Wolf Humanities Center Penn Faculty Fellow

20182019 Forum on Stuff

Catriona MacLeod

Edmund J. and Louise W. Kahn Term Professor of Germanic Languages & Literatures, University of Pennsylvania

Catriona MacLeod is Edmund J. and Louise W. Kahn Term Professor in the Department of Germanic Languages & Literatures at Penn.  The author of Embodying Ambiguity: Androgyny and Aesthetics from Winckelmann to Keller and of Fugitive Objects: Sculpture and Literature in the Nineteenth Century (for which she was awarded the Jean-Pierre Barricelli Prize in Romanticism Studies), she is currently continuing to focus on visual and material culture in the nineteenth century with her book project on Romantic material practices involving cut and torn paper.  Her work has been supported by, among others, the NEH and ACLS.  Since 2011 she has been editor of Word & Image.  MacLeod is a member of the graduate groups in Comparative Literature and History of Art, and is also affiliated with Cinema Studies; Gender, Sexuality, and Women’s Studies; English; and Urban Studies.  Last fall she debuted a new graduate seminar on Object Theory.

Romantic Scraps: Cutouts, Collages, and Inkblots

Romantic Scraps explores the proliferation of paper-cuts ("Scherenschnitte"), collage, decoupage, and ink blots in German and Danish Romanticism.

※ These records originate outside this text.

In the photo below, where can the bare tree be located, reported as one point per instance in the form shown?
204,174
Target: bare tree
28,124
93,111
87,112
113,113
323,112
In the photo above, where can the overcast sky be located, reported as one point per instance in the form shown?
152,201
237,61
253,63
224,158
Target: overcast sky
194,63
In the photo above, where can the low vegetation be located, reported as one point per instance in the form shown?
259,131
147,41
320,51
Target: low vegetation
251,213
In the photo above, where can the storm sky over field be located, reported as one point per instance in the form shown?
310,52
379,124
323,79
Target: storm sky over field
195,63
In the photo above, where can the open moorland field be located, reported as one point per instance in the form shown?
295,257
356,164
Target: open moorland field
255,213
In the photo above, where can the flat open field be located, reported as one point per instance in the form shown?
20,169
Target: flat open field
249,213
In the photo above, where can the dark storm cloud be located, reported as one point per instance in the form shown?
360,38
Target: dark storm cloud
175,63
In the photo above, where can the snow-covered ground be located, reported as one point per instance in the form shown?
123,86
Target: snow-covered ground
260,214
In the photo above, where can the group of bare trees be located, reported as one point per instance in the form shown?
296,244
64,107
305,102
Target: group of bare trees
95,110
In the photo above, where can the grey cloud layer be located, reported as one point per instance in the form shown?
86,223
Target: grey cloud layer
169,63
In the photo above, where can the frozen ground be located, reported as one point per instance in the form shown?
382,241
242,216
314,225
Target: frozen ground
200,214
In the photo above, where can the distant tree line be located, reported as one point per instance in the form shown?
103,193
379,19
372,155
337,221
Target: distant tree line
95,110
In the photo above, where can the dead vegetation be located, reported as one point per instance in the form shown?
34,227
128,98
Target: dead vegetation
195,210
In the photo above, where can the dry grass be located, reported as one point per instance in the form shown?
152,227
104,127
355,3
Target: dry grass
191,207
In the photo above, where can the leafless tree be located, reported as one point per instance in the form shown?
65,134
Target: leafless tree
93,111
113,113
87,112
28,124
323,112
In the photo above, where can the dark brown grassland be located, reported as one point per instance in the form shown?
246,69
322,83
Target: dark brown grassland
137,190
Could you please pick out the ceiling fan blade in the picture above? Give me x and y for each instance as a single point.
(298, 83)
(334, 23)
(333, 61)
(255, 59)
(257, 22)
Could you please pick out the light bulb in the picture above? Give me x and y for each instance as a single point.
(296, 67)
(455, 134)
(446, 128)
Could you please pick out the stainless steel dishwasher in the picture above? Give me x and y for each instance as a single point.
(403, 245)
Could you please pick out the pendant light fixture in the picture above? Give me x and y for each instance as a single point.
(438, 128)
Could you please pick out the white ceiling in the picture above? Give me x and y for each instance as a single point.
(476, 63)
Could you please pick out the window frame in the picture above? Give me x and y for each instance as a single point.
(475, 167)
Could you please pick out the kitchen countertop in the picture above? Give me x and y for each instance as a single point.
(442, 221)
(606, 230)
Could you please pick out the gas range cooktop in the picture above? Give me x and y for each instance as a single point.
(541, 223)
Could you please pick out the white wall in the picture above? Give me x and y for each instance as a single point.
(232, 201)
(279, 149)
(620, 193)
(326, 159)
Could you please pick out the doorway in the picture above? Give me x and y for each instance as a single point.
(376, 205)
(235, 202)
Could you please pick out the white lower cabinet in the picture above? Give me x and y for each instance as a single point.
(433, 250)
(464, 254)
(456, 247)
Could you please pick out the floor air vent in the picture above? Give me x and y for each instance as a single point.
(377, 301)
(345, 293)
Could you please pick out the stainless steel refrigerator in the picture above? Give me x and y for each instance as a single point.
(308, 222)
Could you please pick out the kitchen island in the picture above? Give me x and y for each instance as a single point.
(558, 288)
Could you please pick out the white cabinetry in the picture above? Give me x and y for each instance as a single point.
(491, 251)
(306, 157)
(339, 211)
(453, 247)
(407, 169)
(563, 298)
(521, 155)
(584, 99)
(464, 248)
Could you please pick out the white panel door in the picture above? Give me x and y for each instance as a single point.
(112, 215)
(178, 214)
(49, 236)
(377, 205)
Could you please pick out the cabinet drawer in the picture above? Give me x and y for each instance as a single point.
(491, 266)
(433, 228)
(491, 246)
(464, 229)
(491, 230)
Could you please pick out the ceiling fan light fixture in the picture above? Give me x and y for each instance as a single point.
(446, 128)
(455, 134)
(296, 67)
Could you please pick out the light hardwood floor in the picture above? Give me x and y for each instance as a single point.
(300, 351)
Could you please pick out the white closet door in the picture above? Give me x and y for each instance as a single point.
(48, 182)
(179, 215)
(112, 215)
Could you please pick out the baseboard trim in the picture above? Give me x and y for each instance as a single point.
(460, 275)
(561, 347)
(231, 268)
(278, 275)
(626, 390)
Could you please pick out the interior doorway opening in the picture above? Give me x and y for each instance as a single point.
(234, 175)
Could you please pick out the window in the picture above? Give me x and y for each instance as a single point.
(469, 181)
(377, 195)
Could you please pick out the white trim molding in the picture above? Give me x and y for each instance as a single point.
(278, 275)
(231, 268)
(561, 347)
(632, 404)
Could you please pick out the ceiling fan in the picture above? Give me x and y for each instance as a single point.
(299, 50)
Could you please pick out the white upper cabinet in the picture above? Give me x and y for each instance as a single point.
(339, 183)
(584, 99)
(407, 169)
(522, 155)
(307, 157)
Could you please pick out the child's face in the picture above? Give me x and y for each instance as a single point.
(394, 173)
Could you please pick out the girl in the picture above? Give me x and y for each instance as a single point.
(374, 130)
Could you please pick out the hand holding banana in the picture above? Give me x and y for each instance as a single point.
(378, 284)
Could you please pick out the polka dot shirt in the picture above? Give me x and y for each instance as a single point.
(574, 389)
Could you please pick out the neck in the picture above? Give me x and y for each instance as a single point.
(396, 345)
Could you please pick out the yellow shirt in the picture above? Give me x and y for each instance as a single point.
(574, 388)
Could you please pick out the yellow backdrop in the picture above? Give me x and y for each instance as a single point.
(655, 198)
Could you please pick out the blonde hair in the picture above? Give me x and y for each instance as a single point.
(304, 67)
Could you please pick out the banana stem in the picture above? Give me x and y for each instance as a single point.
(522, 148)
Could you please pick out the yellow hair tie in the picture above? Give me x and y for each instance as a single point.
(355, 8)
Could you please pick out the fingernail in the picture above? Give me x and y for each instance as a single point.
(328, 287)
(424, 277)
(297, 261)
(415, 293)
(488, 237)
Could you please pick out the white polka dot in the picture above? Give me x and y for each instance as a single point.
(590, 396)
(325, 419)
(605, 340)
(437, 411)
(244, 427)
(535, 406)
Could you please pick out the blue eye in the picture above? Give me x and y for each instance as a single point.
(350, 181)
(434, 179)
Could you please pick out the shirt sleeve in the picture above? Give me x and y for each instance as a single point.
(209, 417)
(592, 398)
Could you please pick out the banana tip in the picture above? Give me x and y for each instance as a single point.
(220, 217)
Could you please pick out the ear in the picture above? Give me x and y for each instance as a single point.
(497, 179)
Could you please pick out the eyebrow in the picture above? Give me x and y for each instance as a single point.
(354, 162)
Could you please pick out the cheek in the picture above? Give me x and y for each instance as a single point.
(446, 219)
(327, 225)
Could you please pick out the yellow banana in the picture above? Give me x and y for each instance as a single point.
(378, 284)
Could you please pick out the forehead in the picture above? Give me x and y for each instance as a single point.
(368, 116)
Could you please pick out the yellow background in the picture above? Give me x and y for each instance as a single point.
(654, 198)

Romantic authors and visual artists cut, glue, stain, and recycle paper; they generate paper-cuts, collages, and ink blot poems, and combine them in striking new hybrid forms such as the picture books of fairy-tale author Hans Christian Andersen and medical doctor and poet Justinus Kerner. Scholarship on collage has almost completely ignored Romantic innovations in cut paper. And, scholarship on German Romanticism has not attended to the material practices of the movement, to its innovative engagements with “stuff.” As my project shows, these deceptively "minor" works cross boundaries of gender, genre, and medium, and, challenging the scale of monumentality, are on the cutting edge.